Elle a été blessée par balle au bras, au coude, aux fesses et à la cuisse, et une balle a frôlé son poumon. Elle a subi plusieurs opérations au Jackson Health System à Miami. Son mari, touché par une douzaine de balles, est mort sur le coup.

Quelques minutes avant l’attaque, Martine Moïse a expliqué qu’elle s’était déplacée à quatre pattes jusqu’au rez-de-chaussée pour vérifier si leurs enfants étaient en sécurité. Elle les a trouvés dans la chambre de leur fils et leur a demandé de se cacher dans une salle de bain sans fenêtre, avec l’un des chiens de la famille, Delilah, pour leur sécurité.

Elle est ensuite remontée dans la chambre principale, où son mari lui a dit de se cacher de l’autre côté du lit pour éviter les balles perdues tirées à l’extérieur de la maison.

Elle lui a demandé s’il avait appelé les responsables chargés de la sécurité du couple. Il lui a répondu qu’il avait contacté Dimitri Hérard, chef de la sécurité présidentielle, Jean Laguel Civil, un autre haut responsable de la sécurité, et Léon Charles, alors directeur général de la Police nationale d’Haïti.

Selon elle, ces responsables et leurs agents ont trahi son mari en ne venant pas à son secours pendant l’attaque.

« J’ai perdu confiance en ces trois personnes lorsqu’elles ne sont pas venues », a-t-elle déclaré.

Quatre hommes jugés

Les accusés jugés sont :

• Arcangel Pretel Ortiz, 53 ans, ancien informateur du FBI, Colombien et résident permanent des États-Unis ;

• Antonio « Tony » Intriago, 62 ans, Vénézuélo-américain et propriétaire d’une entreprise de sécurité à Doral ;

• James Solages, 40 ans, Haïtiano-américain ;

• Walter Veintemilla, 57 ans, Équatorien-américain accusé d’avoir aidé à financer le complot.

Ils sont tous détenus dans un centre de détention fédéral à Miami depuis leur arrestation.

Lors du contre-interrogatoire mercredi, les avocats de la défense ont tenté de mettre Martine Moïse en contradiction.
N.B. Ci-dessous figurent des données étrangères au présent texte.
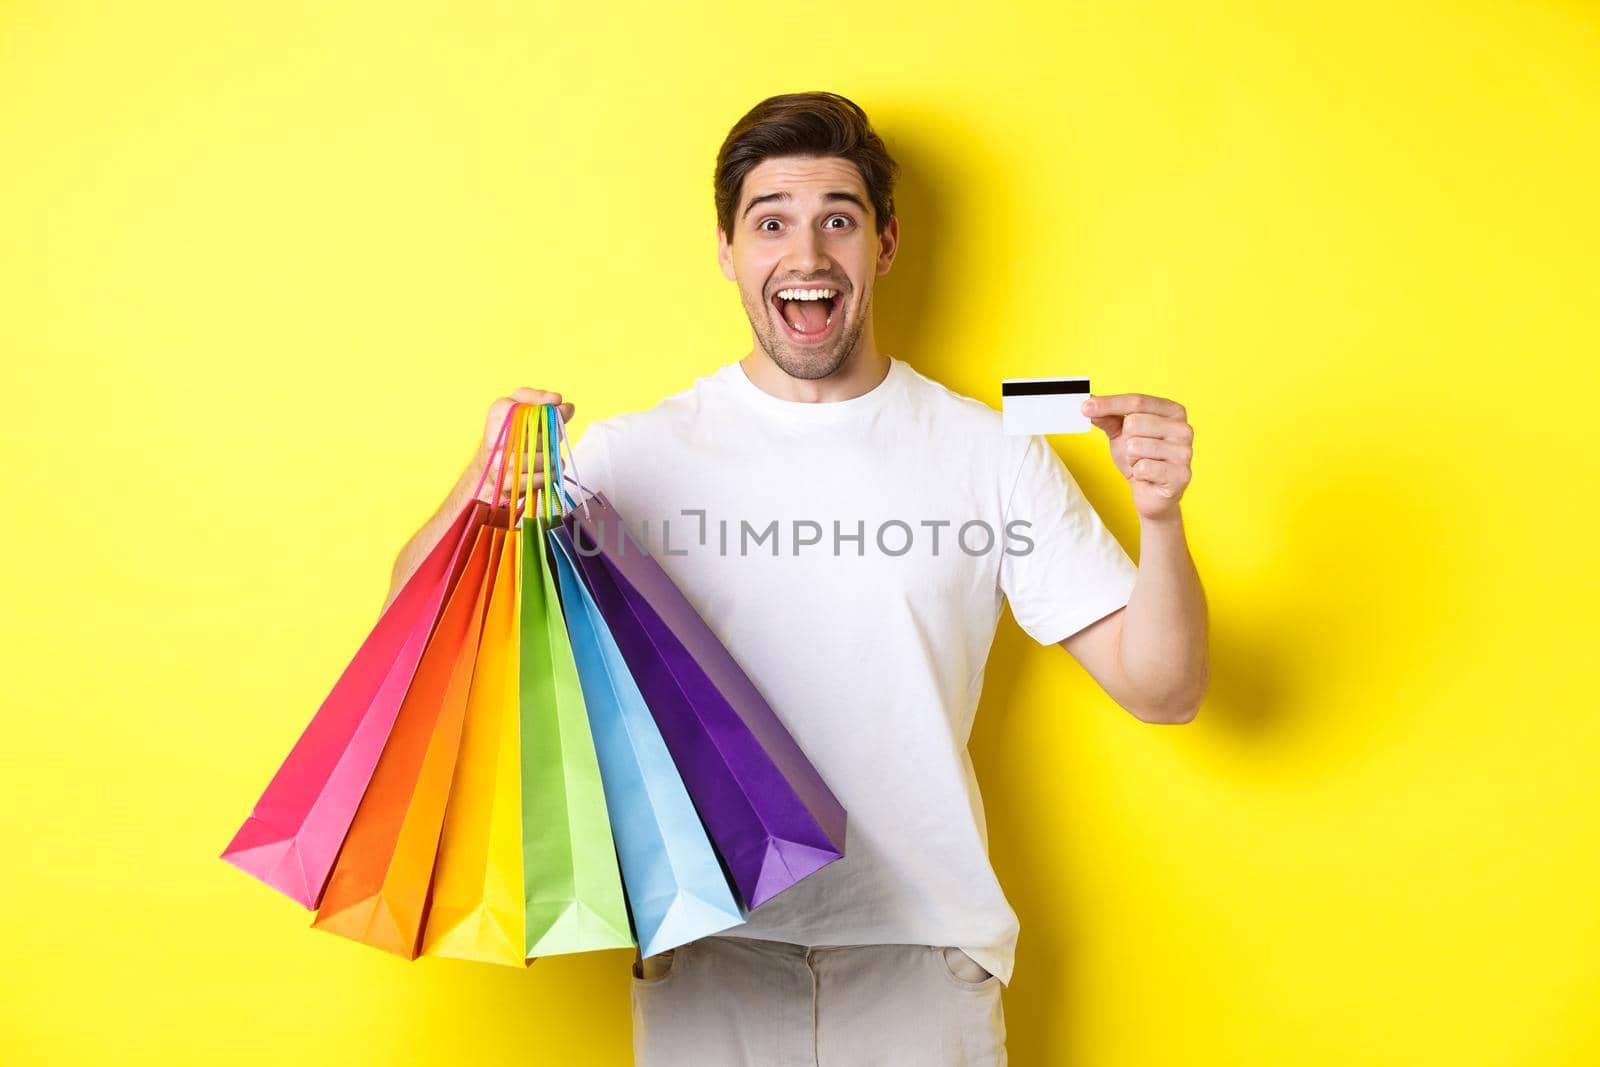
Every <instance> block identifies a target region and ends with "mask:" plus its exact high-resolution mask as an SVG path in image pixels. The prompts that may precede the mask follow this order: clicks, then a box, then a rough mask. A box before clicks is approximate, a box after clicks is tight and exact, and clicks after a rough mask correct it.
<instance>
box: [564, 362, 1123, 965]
mask: <svg viewBox="0 0 1600 1067" xmlns="http://www.w3.org/2000/svg"><path fill="white" fill-rule="evenodd" d="M571 466H573V469H576V475H578V477H581V478H582V482H584V485H586V486H587V488H589V490H598V491H602V493H603V494H605V496H606V499H608V501H611V502H613V504H614V506H616V507H618V510H619V512H621V515H622V518H624V520H626V522H627V525H629V530H630V531H632V533H634V536H635V537H638V539H640V542H642V544H643V545H645V549H646V550H648V552H650V553H651V555H654V557H656V560H658V561H659V563H661V566H662V568H664V569H666V571H667V574H669V576H670V577H672V581H674V582H677V585H678V587H680V589H682V590H683V593H685V595H686V597H688V600H690V603H693V605H694V608H696V609H698V611H699V614H701V616H702V617H704V619H706V622H707V624H709V625H710V629H712V630H714V632H715V633H717V637H718V638H720V640H722V641H723V645H726V648H728V651H730V653H733V657H734V659H736V661H738V662H739V665H741V667H742V669H744V670H746V673H749V675H750V680H752V681H754V683H755V686H757V688H758V689H760V691H762V694H763V696H765V697H766V701H768V702H770V704H771V707H773V710H774V712H776V713H778V717H779V718H781V720H782V721H784V725H786V726H787V728H789V731H790V733H792V734H794V737H795V741H797V742H798V744H800V749H802V750H803V752H805V753H806V755H808V757H810V760H811V763H813V765H816V768H818V771H819V773H821V776H822V781H826V782H827V784H829V789H832V790H834V795H835V797H838V801H840V803H842V805H843V806H845V811H846V838H845V856H843V859H838V861H835V862H832V864H829V865H827V867H822V869H821V870H818V872H814V873H811V875H808V877H806V878H803V880H802V881H800V883H797V885H795V886H792V888H789V889H784V891H782V893H779V894H778V896H776V897H773V899H771V901H768V902H766V904H763V905H762V907H758V909H757V910H754V912H752V913H750V915H749V920H747V921H746V923H741V925H739V926H733V928H730V929H726V931H723V934H725V936H744V937H760V939H768V941H789V942H795V944H806V945H842V944H928V945H955V947H960V949H963V950H966V952H968V953H970V955H971V957H973V958H974V960H978V961H979V963H981V965H984V968H986V969H989V971H990V973H992V974H998V976H1000V981H1002V982H1005V984H1010V982H1011V966H1013V955H1014V949H1016V934H1018V918H1016V912H1014V910H1013V909H1011V905H1010V902H1008V901H1006V897H1005V894H1003V893H1002V889H1000V883H998V880H997V878H995V873H994V867H992V865H990V864H989V835H987V827H986V822H984V808H982V800H981V797H979V792H978V781H976V777H974V774H973V765H971V758H970V757H968V752H966V741H968V736H970V734H971V723H973V713H974V710H976V707H978V696H979V689H981V686H982V678H984V661H986V659H987V656H989V646H990V645H992V641H994V635H995V627H997V625H998V621H1000V608H1002V597H1006V598H1008V600H1010V603H1011V613H1013V616H1014V617H1016V621H1018V622H1019V624H1021V627H1022V629H1024V630H1026V632H1027V633H1029V635H1030V637H1032V638H1034V640H1037V641H1040V643H1042V645H1051V643H1054V641H1059V640H1061V638H1064V637H1067V635H1070V633H1075V632H1077V630H1080V629H1083V627H1085V625H1088V624H1090V622H1094V621H1096V619H1101V617H1104V616H1106V614H1110V613H1112V611H1115V609H1117V608H1120V606H1123V605H1126V603H1128V597H1130V593H1131V590H1133V582H1134V577H1136V574H1138V569H1136V566H1134V563H1133V560H1131V558H1130V557H1128V553H1126V552H1125V550H1123V549H1122V545H1120V544H1118V542H1117V539H1115V537H1114V536H1112V534H1110V531H1109V530H1107V528H1106V525H1104V523H1102V522H1101V518H1099V515H1098V514H1096V512H1094V509H1093V506H1090V502H1088V501H1086V499H1085V496H1083V493H1082V491H1080V490H1078V485H1077V482H1075V480H1074V478H1072V475H1070V474H1069V470H1067V469H1066V466H1064V464H1062V462H1061V459H1059V458H1058V456H1056V453H1054V451H1051V450H1050V446H1048V445H1046V443H1045V438H1043V437H1006V435H1003V434H1002V430H1000V413H998V411H995V410H994V408H990V406H989V405H986V403H982V402H979V400H974V398H971V397H963V395H960V394H957V392H952V390H950V389H947V387H944V386H941V384H939V382H936V381H933V379H930V378H925V376H923V374H920V373H918V371H915V370H914V368H912V366H910V365H907V363H904V362H901V360H898V358H894V357H890V371H888V376H886V378H885V379H883V381H882V382H880V384H878V386H875V387H874V389H872V390H869V392H866V394H862V395H859V397H853V398H850V400H840V402H834V403H802V402H792V400H781V398H778V397H773V395H771V394H766V392H763V390H762V389H758V387H757V386H755V384H754V382H750V379H749V376H747V374H746V373H744V368H742V366H741V365H739V363H738V362H733V363H725V365H723V366H720V368H718V370H715V371H712V373H710V374H706V376H701V378H698V379H696V381H694V384H693V386H690V387H688V389H685V390H683V392H678V394H674V395H670V397H666V398H664V400H661V402H659V403H658V405H656V406H653V408H650V410H648V411H630V413H624V414H616V416H611V418H606V419H598V421H595V422H592V424H590V426H589V429H587V430H586V432H584V435H582V437H581V438H579V442H578V443H576V445H574V446H573V464H571ZM566 474H568V477H571V474H573V470H568V472H566ZM1058 654H1062V653H1058Z"/></svg>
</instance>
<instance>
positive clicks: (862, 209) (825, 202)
mask: <svg viewBox="0 0 1600 1067" xmlns="http://www.w3.org/2000/svg"><path fill="white" fill-rule="evenodd" d="M792 198H794V197H790V195H789V194H787V192H768V194H763V195H760V197H754V198H752V200H750V202H749V203H747V205H744V211H741V213H739V218H741V219H742V218H746V216H749V214H750V211H752V210H754V208H755V205H758V203H766V202H768V200H792ZM835 200H845V202H848V203H853V205H856V206H858V208H861V213H862V214H866V213H867V205H866V203H862V200H861V197H858V195H856V194H853V192H846V190H843V189H835V190H834V192H826V194H822V203H832V202H835Z"/></svg>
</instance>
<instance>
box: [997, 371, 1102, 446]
mask: <svg viewBox="0 0 1600 1067" xmlns="http://www.w3.org/2000/svg"><path fill="white" fill-rule="evenodd" d="M1088 398H1090V379H1088V378H1003V379H1000V424H1002V429H1003V430H1005V432H1006V434H1088V432H1090V430H1093V429H1094V424H1093V422H1090V416H1086V414H1083V411H1080V408H1082V406H1083V402H1085V400H1088Z"/></svg>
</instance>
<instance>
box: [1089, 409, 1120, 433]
mask: <svg viewBox="0 0 1600 1067" xmlns="http://www.w3.org/2000/svg"><path fill="white" fill-rule="evenodd" d="M1090 424H1091V426H1096V427H1099V429H1101V430H1104V432H1106V437H1117V434H1120V432H1122V416H1120V414H1098V416H1094V418H1091V419H1090Z"/></svg>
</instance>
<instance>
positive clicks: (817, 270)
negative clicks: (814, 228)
mask: <svg viewBox="0 0 1600 1067" xmlns="http://www.w3.org/2000/svg"><path fill="white" fill-rule="evenodd" d="M794 266H795V274H798V275H802V277H811V275H813V274H819V272H826V270H827V269H829V267H830V266H832V264H830V262H829V259H827V254H826V253H824V251H822V235H821V234H818V232H816V230H813V229H803V230H800V235H798V237H795V240H794Z"/></svg>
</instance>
L’avocat David Howard, représentant Ortiz, a souligné que la veuve avait déclaré au FBI juste après l’assassinat que les tireurs avaient cherché le document dans la chambre avant de tuer son mari — ce qu’elle a également affirmé mercredi.

Cependant, il a ajouté que deux semaines plus tard, elle avait déclaré aux agents que les tireurs avaient cherché le document avant de lui tirer dessus.

« Ils cherchaient la chose, et après l’avoir trouvée, ils ont tiré sur mon mari », a-t-elle déclaré.

« Est-ce vous qui vous trompez ou l’agent du FBI ? », lui a demandé l’avocat.

Elle n’a pas répondu.

« Vous changez votre histoire, et c’est très bien », a-t-il insisté.

« Je ne change pas mon histoire », a-t-elle répliqué, selon le Miami Herald.